18+ points (July 2020)
This year’s release is taut but powerfully flavoured. Indeed the palate has real kick to it, in flavour terms. Citrus rind, apple, blossomy notes and Meyer lemon juice. The finish is bound and slightly gagged at present but it will extend with extra time in bottle; you’d reckon it will be singing in time for the next Southern Hemisphere summer.
92+ points, The Wine Front (July 2020)
Very youthful reductive Riesling with a strong smoky element. It would be interesting to know how much residual sugar there is here; it tastes as though there is a smidgeon, or perhaps the lime-and-herbs fruit is just nice and ripe. It would be great if Penfolds would age this is a bit longer before release. Fairly long but still a bit astringent.
16+ points, JancisRobinson.com (June 2020)
Penfolds
Penfolds is probably the most extraordinary of the world’s wine brands with an enviable reputation for quality at every price level. The original Penfold was an English doctor who, in 1844, planted grapes at Magill, now a suburb of Adelaide. However, it was not until the late 1940s that Penfolds began to forge a reputation for red wine.
The Penfolds house style emerged from a fortified wine producing culture and evolved as a winemaking philosophy which has had a profound effect on the entire Australian wine industry. Many of the techniques initially adopted to make Penfolds Grange would become part of the wider Penfolds winemaking culture. The number of techniques employed in the research and development of Penfolds wines is astonishing. Max Schubert and his team pioneered: major advances in yeast technology and paper chromatography; the understanding and use of pH in controlling bacterial spoilage; the use of headed down/submerged cap fermentation and the technique of rack and return; cold fermentation practices; the use of American oak as a maturation vessel and perhaps most critically, partial barrel fermentation. Nowadays, the use of American oak and barrel fermentation for instance is considered traditional Barossa winemaking practice!

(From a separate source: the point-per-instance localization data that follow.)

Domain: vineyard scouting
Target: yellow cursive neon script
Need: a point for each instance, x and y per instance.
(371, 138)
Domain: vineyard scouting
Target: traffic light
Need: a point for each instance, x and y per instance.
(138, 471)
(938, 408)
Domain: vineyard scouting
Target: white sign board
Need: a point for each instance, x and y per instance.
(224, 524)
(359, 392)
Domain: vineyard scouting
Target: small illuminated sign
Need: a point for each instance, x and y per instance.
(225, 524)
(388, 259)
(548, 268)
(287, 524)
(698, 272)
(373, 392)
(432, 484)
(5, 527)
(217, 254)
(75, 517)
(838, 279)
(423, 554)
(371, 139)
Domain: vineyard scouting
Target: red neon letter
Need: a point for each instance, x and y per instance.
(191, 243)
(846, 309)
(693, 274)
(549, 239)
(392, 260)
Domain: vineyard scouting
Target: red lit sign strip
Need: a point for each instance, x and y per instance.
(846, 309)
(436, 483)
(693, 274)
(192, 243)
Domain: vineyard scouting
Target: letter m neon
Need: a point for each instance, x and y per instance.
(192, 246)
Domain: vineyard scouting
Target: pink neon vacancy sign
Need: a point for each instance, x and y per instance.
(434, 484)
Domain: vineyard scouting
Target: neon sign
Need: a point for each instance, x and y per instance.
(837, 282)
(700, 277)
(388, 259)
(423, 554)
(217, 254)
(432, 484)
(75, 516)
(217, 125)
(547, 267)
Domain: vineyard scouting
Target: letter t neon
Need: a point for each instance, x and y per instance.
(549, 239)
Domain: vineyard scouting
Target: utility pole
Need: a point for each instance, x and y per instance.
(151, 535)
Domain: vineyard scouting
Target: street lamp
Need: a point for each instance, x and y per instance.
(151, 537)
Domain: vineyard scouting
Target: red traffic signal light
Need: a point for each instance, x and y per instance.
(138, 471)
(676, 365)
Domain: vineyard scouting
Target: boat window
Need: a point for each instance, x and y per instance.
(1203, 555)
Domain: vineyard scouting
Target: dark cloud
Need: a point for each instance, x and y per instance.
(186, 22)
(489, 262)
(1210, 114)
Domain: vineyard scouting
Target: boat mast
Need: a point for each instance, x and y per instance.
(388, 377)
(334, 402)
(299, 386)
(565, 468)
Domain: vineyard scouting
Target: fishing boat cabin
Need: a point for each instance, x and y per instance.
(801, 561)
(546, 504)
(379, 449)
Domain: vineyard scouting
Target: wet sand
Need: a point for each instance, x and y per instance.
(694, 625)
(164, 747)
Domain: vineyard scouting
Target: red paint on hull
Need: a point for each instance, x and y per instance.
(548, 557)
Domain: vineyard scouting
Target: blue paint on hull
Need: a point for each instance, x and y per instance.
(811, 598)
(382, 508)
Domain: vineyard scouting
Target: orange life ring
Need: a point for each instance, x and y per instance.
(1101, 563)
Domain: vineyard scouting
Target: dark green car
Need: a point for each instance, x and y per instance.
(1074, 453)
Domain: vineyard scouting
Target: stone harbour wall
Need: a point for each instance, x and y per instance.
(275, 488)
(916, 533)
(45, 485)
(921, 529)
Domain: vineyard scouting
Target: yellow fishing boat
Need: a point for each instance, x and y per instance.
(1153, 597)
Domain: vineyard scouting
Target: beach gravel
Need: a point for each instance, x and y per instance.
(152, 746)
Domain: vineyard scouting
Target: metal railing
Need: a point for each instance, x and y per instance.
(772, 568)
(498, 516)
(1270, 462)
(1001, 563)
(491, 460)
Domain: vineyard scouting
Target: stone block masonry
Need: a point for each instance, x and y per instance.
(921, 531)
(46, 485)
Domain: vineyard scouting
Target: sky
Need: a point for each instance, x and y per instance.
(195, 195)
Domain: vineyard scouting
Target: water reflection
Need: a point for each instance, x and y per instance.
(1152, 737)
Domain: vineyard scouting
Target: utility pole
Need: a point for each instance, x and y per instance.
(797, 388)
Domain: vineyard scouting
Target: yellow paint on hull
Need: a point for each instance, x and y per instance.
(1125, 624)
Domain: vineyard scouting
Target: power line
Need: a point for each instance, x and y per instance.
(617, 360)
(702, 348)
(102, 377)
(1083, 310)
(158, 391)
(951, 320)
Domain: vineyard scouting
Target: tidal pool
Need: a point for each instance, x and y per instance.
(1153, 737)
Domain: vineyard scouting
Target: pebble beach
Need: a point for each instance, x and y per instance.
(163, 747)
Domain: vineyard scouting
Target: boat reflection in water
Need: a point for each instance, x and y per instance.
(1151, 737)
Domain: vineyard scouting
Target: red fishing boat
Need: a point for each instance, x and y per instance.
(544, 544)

Today, Penfolds house style embraces the concept of multi-regional blending, optimum fruit quality, the use of fine-grained American or French oak, barrel fermentation and maturation. Overall, the Penfolds style is about highly-defined fruit aromas, fruit sweetness, ripe tannins, richness, power and concentration. The number of iconic wines that have emerged from the Penfolds stable over the years is remarkable. Bin 389 a Cabernet Shiraz blend released in 1960 is now considered the quintessential Australian wine blend. Bin 128 Coonawarra Shiraz and Bin 28 Kalimna Shiraz released in 1962 pre-empted the contemporary enthusiasm for regional definition by about 25 years. Improved vineyard management, site selection and winemaking brought about subsequent releases of Bin 707 and Bin 407 Cabernet Sauvignon. The Penfolds Wine Making Philosophy is the accumulation of more than half-a-century of knowledge and winemaking practice initiated by Max Schubert and subsequently refined by Don Ditter, John Duval and Peter Gago. Their collective commitment to multi-regional and vineyard blending contributed to a consistency of style and quality that has cemented Penfolds reputation as the foremost producer of premium age-worthy red wines in Australia.